Our results and those of other authors such as (29), found no association between renal failure and polymorphism of CYP3A4, CYP3A5 and ABCB1.
Due to the heterogeneity present in the Brazilian population, the use of personalized therapy (30) in predicting the initial dose of tacrolimus using data from the recipient or donor (when available) has become a strategy for reducing the frequency of common complications after liver transplantation.
The use of pharmacogenetic biomarkers of the CYP3A5 gene (rs776746) and POR (rs1057868) can facilitate the achievement and maintenance of adequate tacrolimus concentrations, modulating risk factors and consequently improving graft and patient outcomes and survival.
There are some limitations in this study. First, because the frequency of the CYP3A4*22 genetic variant is low in the population, no patients with this important marker were identified in this study; Second, prescribed drugs that inhibit or induce CYP3A4 or CYP3A5 activity were not considered. Most patients used a combination of steroids, which are known to induce cytochrome P450. Further analysis with a larger sample size is needed to assess the accuracy of these results.
The results found in this study suggest that the POR gene (rs1057868) and the CYP3A5 gene (rs776746) can be used as markers of pre-disposition to the development of infection and graft rejection in post-liver transplantation.

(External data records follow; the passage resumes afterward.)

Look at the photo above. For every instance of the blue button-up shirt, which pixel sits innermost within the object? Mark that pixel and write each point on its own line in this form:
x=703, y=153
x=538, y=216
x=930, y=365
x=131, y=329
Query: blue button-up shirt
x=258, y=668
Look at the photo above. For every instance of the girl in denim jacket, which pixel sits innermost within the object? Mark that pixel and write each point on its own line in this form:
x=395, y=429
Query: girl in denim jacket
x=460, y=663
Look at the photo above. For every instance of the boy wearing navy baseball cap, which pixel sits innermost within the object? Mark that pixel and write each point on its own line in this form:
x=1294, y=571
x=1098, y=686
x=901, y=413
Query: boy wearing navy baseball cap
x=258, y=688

Combined analysis of the recipient's and donor's genotypes allows the initial dose of the immunosuppressant to be precisely targeted. However, in the absence or unavailability of donor data, the use of the recipient's genetic data can help define the dose and reduce the expected adverse effects after transplantation.
Further studies are needed to investigate the relationship of POR (rs1057868) and CYP3A5 (rs776746) gene with the development of infection and graft rejection in postoperative liver transplantation.